The research is based on methods of discrete mathematics, computer science, computational linguistics, software engineering. The main cycle for new scientific results achievement is
- Generating hypothesis about patterns and dependencies in an application domain;
- Designing mathematical models relevant to this pattern creation;
- Developing algorithms and software which implement the models;
- Experiments with software pilot on applied problems.
First, we consider fundamental mathematical models based on Formal Concept Analysis (FCA), clustering, machine learning, applied graph theory. Second, we use methods of automatic text processing and ontology modelling. Then we implement original methods and algorithms in various components of intelligent software systems.

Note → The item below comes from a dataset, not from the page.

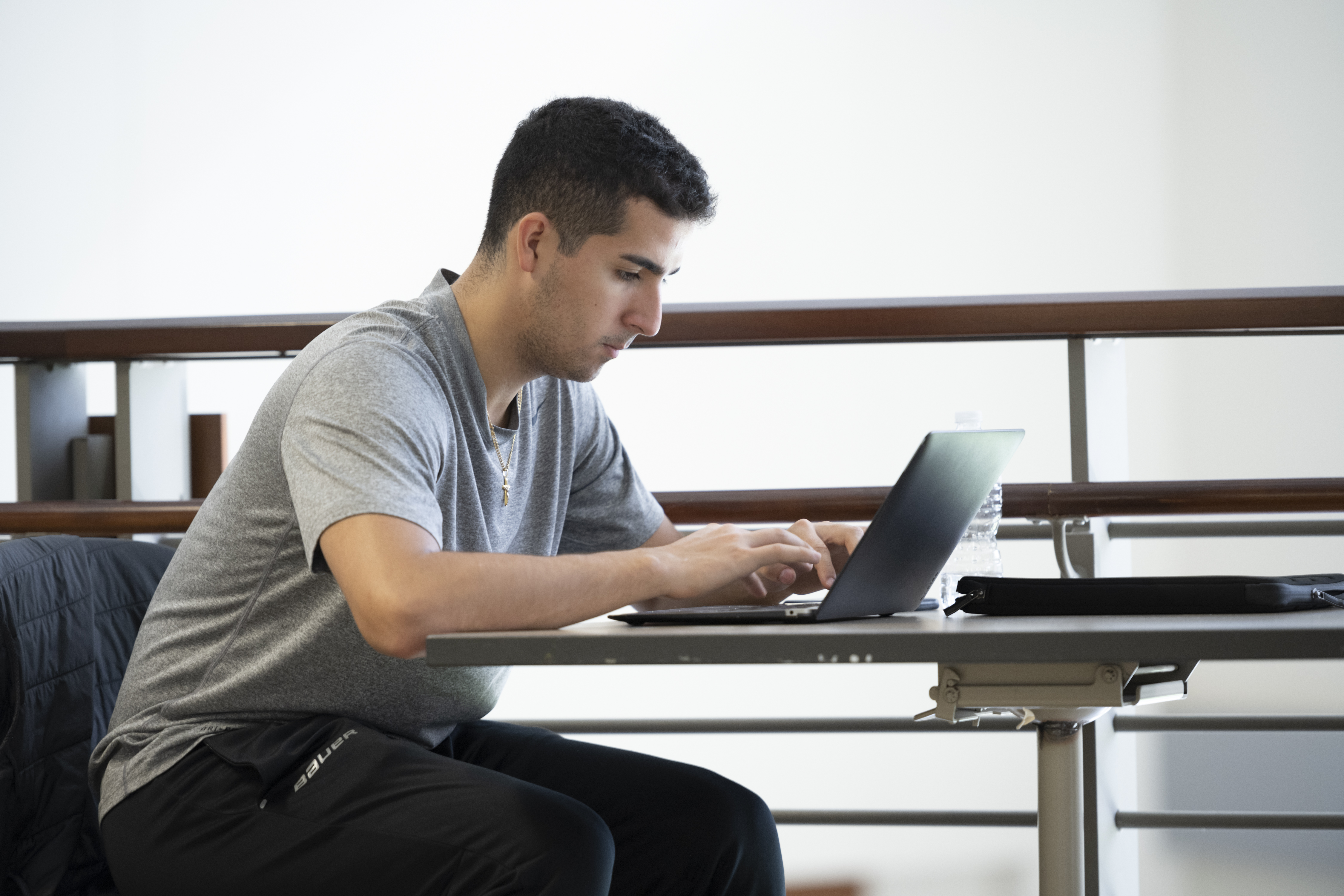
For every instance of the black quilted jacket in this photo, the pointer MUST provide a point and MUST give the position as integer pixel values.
(69, 614)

Such implementations can be tested in synthetic tasks and adopted in practical applications.
Empirical base of research
For testing purpose, we use synthetic data, gathered from electronic scientific libraries, social media services, collections of healthcare records, datasets from PhysioBank of PhysioNet project (http://physionet.ecuore.org/physiobank/), the open data repositories like UCI Machine Learning Repository (http://archive.ics.uci.edu/ml), etc.
Results of research
There are 29 scientific papers with results of the research were published during December 2017 – November 2018. The main results are:
- The deep review of educational data analysis with an emphasis on methodological foundation of new generation of adaptive learning software.

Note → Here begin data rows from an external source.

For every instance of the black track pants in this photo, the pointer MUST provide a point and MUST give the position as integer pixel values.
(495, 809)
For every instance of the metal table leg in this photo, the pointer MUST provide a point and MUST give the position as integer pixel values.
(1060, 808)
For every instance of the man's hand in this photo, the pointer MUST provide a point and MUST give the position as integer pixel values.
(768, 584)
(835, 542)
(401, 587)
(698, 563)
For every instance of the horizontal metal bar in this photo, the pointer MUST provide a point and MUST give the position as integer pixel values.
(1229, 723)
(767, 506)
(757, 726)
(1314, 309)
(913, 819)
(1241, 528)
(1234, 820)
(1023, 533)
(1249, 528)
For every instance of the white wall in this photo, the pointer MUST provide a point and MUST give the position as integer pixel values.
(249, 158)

- New mathematical models of knowledge representation in ontology-based adaptive learning systems were developed.
- The adaptive learning and the assessment system with automatic item generation were developed.

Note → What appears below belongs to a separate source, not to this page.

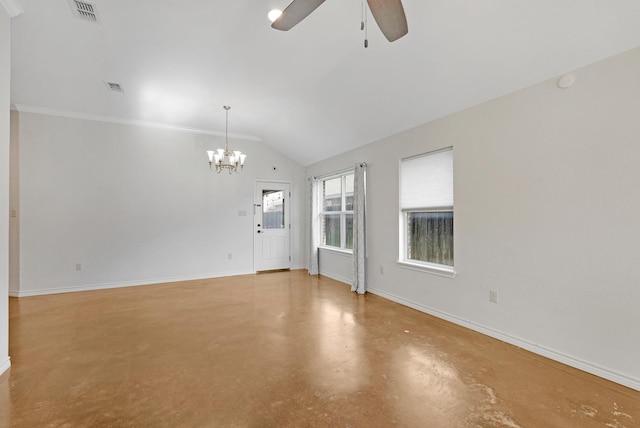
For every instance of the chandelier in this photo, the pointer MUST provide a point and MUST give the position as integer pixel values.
(228, 159)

- Analysis of cases, modern tools, challenges, and opportunities in the field of robojournalism with a focus on automatic news’ content and comments generation systems based on ontology-controlled queries.
- Advances in mathematical models of oncology natural history like breast cancer natural history.
- Advances in algorithms for hybrid recommender systems taking into account a context and a user profile.
- New technological stack for data analysis system and recommender systems were introduced.
The level of implementation, recommendations on implementation or outcomes of the implementation of the results
The field of application of the obtained results consists of a spectrum of disciplines, where analysis of datasets with complex structure is in high demand and inevitably requires participation of a domain expert (medical informatics, education, sociology, logistics, criminology etc.).
Effectiveness, efficiency and correctness of proposed models and methods are supported by comparative studies, testing and practical adoption. The level of implementation varies for different methods and software tools. New theoretical results in FCA, machine learning and text processing underlie almost all modern semantic technologies. Practical implementation of the proposed methods of data analysis was considered to be well-interpretable by domain experts.
The conducted research resulted in a synergy between several international collaborative projects of ISSA Lab and allowed to adopt models and methods of data analysis in practical tasks in conjunction with Gemotest Laboratory, Dmitry Rogachev National Research Center of Pediatric Hematology, Oncology and Immunology (Russia), institution of education NRU HSE, LORIA and LIRIS (France), University of Zurich (Switzerland), etc.